HBS’S Liquidity Providing in a Nutshell
The recent DeFi boom leads to a large number of tokens being issued and offered every day. While the hype is on, people rush to buy and/or transact these tokens. However, once the wave has cooled off, liquidity will inevitably become an issue. Conventional exchanges operate an order-book model, wherein sellers place sell order and buyers place buy order, and transactions or trades only happen when there is someone else willing to match your order., when the selling and buying price (or ask and bid price) do not match, no trade happens, and the token become illiquid. Unfortunately, an illiquid token holds little value.

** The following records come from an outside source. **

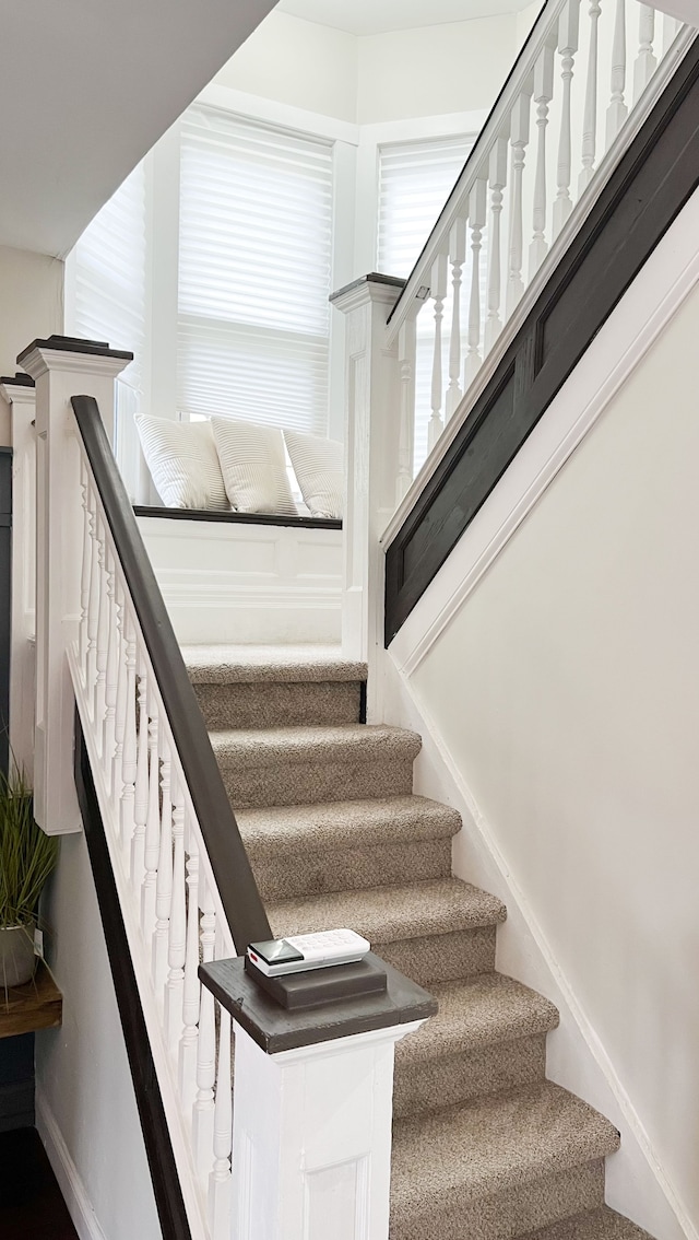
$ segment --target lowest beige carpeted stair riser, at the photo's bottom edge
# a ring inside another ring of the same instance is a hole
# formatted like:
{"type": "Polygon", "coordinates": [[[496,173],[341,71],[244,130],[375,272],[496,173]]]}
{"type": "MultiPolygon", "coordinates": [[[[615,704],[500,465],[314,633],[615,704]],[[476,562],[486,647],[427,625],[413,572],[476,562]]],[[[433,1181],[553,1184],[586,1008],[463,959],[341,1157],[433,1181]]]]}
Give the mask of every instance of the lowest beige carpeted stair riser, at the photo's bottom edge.
{"type": "Polygon", "coordinates": [[[605,1164],[595,1161],[571,1171],[504,1189],[485,1200],[425,1203],[424,1214],[392,1219],[389,1240],[516,1240],[582,1210],[604,1204],[605,1164]]]}

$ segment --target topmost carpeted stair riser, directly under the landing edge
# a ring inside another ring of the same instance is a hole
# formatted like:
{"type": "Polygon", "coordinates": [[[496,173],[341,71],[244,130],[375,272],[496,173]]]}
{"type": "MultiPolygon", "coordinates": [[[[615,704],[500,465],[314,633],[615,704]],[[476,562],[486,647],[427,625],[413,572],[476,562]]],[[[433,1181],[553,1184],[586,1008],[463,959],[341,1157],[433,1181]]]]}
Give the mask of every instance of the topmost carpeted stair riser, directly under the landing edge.
{"type": "Polygon", "coordinates": [[[359,723],[361,684],[275,683],[195,684],[207,728],[332,727],[359,723]]]}

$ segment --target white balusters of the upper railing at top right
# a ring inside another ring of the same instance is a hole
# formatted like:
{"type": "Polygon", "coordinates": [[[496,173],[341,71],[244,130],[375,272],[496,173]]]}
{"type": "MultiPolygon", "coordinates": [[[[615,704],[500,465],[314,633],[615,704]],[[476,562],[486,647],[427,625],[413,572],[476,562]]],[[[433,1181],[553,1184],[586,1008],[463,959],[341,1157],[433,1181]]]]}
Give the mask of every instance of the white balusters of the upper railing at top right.
{"type": "Polygon", "coordinates": [[[407,451],[426,425],[424,481],[692,37],[637,0],[549,0],[542,11],[389,319],[385,347],[398,342],[404,374],[399,505],[423,466],[407,451]],[[418,316],[433,340],[429,409],[415,407],[418,316]]]}

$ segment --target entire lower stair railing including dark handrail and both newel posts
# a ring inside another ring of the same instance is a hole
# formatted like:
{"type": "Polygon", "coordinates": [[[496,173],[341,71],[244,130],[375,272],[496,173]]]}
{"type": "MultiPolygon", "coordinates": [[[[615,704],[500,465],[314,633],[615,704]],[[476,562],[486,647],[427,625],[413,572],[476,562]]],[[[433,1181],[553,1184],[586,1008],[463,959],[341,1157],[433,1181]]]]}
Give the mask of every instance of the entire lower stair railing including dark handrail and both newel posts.
{"type": "Polygon", "coordinates": [[[312,1240],[337,1188],[366,1240],[388,1240],[394,1045],[436,1004],[384,966],[380,996],[286,1011],[233,959],[271,930],[109,441],[129,357],[64,337],[21,355],[38,429],[35,786],[46,830],[87,831],[162,1234],[312,1240]]]}

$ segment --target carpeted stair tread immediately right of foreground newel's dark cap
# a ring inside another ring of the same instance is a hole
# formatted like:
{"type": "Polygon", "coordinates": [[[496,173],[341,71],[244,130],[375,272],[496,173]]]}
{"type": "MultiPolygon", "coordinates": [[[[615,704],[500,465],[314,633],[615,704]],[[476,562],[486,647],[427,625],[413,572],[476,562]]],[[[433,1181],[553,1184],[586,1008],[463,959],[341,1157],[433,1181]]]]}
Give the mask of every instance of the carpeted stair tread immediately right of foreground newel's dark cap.
{"type": "Polygon", "coordinates": [[[559,1013],[549,999],[503,973],[430,986],[439,1012],[395,1048],[397,1069],[415,1069],[439,1055],[549,1033],[559,1013]]]}

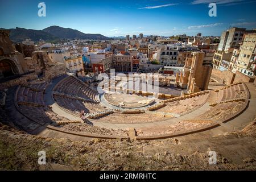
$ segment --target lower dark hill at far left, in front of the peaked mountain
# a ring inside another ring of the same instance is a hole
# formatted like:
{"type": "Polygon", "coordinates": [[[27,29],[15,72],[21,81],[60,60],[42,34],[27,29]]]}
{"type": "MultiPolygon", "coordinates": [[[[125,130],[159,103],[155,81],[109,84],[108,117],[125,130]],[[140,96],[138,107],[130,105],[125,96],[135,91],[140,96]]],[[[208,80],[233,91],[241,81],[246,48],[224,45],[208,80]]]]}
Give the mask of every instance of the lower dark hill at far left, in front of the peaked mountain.
{"type": "Polygon", "coordinates": [[[11,28],[9,30],[11,31],[10,39],[13,42],[17,42],[17,43],[22,42],[25,39],[31,39],[34,42],[38,42],[40,39],[43,39],[45,41],[59,40],[59,38],[57,38],[56,36],[42,30],[32,30],[32,29],[19,28],[19,27],[11,28]]]}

This limitation of order book models gives rise to the so-called liquidity provider entities. A liquidity provider comes into the game with a deep liquidity pool, and is willing to buy whatever amount people would like to sell, and sell whatever amount people would like to buy. In the world of fiat currencies, liquidity providers are banks. Clearly, in the presence of significant price spread which often results in little market activity, liquidity providers keep the market going, asset flowing, needs being met. HBS contributes to DeFi ecosystem as such by providing liquidity on JustSwap. This enables HBS to earn a trading fee worth 0.3% total transacted volume, which serves as a healthy and sustainable source of income for HBS.
While it sounds simple, daily operations of a liquidity provider are rather intricate. The most obvious bits are portfolio rebalancing and price adjusting. These problems are intractable, and often beyond an individual’s reach. Fortunately, HBS have researched and developed a complex and well-designed set of algorithms to handle these challenges. The efficiency of our designs are evidenced by a sustained and continuous flow of transactions we facilitate on JustSwap, which we publish on scan.hbsplatform.com.